Но вернёмся назад, в пятидесятые. Удивительно созвучной неореализму оказалась русская классическая литература в той части, которая касается судьбы «маленького человека». И первейшее произведение жанра – «Шинель» Гоголя – обернулось одним из базовых фильмов обсуждаемого направления. За экранизацию взялся Альберто Латтуада. Впоследствии он снимет пушкинскую «Капитанскую дочку» (картина будет называться «Буря» (1958), что отражает суть взгляда на произведение), чеховскую «Степь» (1962), булгаковское «Собачье сердце» (1974), став в итоге признанным специалистом по адаптации русской литературы, но и он «вышел» из гоголевской «Шинели» (1952). Акакий Акакиевич у Латтуады превращается в Кармине де Кармине, Петербург – в Павию, шинель – в пальто, а в остальном можно только диву даваться, насколько гоголевский мир сохраняет свою гармонию и естественность при переносе на две с половиной тысячи километров. Ещё поразительнее тот факт, что этот фильм вполне подошёл бы на роль манифеста неореализма, поскольку тональность писателя полностью совпала с партитурой послевоенного кино Италии. Собственно, многие критики именно таким образом и рассматривали картину: через четыре года после того, как у Де Сики воровали велосипеды, Латтуада, снявший кражу пальто, довёл принципы неореализма до образцового совершенства.
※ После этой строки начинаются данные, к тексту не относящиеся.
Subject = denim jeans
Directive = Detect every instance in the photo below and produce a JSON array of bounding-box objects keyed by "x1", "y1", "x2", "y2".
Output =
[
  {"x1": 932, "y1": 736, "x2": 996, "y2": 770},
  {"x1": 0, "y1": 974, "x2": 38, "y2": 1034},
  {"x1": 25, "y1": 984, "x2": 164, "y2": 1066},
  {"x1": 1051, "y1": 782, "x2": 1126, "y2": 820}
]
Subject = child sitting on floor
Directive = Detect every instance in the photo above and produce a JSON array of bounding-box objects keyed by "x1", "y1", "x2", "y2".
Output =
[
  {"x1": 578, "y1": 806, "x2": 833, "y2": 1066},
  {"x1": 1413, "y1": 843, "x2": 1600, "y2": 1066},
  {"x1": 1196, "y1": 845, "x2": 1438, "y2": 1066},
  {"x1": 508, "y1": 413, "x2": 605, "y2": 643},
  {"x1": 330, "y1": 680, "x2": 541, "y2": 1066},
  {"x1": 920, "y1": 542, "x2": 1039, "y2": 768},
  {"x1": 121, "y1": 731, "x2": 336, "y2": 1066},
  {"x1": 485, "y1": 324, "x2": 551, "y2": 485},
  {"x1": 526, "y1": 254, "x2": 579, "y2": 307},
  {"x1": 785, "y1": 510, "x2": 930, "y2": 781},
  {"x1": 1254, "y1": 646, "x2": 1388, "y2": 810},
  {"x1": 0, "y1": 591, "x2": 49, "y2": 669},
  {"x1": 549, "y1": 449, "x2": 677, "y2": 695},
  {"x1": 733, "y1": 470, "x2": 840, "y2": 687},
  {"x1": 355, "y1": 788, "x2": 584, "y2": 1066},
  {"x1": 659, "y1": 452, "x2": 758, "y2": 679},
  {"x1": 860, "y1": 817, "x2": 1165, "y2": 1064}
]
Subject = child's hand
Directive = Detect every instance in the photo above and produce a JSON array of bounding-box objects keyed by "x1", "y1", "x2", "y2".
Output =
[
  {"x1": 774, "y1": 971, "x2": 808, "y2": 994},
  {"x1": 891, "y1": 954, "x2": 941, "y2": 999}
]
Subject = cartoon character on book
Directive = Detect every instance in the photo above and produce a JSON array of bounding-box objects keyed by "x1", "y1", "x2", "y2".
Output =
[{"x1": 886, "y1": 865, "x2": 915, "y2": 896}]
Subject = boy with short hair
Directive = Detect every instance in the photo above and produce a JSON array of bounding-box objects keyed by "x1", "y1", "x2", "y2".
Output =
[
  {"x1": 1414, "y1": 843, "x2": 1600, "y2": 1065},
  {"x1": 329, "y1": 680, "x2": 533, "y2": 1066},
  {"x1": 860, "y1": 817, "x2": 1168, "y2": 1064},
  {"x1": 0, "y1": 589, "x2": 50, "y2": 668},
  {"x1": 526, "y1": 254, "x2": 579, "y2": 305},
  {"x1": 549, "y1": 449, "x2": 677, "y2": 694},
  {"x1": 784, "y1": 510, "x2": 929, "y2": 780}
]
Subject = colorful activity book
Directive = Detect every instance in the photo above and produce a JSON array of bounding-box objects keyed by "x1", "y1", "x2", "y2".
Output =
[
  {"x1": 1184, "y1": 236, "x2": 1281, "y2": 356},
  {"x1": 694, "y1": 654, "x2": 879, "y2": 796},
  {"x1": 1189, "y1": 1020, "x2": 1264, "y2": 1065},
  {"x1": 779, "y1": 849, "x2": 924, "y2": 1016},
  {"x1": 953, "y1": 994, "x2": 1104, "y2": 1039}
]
Вскоре Росселлини возвращает внимание зрителей к другой неотъемлемой части итальянской жизни – к вере. Картинами «Франциск, менестрель божий» (1950) и «Стромболи, земля божья» (1950) он будто вновь вводит в кинематографический обиход отложенные на время религиозные мотивы, и многие мастера, включая Тарковского, с готовностью это подхватывают.
Рассуждая о том, как уроженцы Апеннинского полуострова показывали на экране свою страну, нельзя не вспомнить другой фильм Росселлини – «Путешествие в Италию» (1954). Как и настоящая книга, эта работа несёт явный отпечаток путеводителя, в котором раскопки в Помпеях – ключевой аттрактор. Режиссёр помещает себя на место экскурсовода, вдохновенно демонстрирующего несовершенные и хрупкие любовные отношения героев на фоне абсолютной, пережившей века красоты. В данном случае все события картины происходят именно на фоне… Неаполитанец удивлён, что, завидев его, окружающие приветственно поднимают шляпы. Позже становится ясно: он просто расположился перед одной из многочисленных уличных Мадонн.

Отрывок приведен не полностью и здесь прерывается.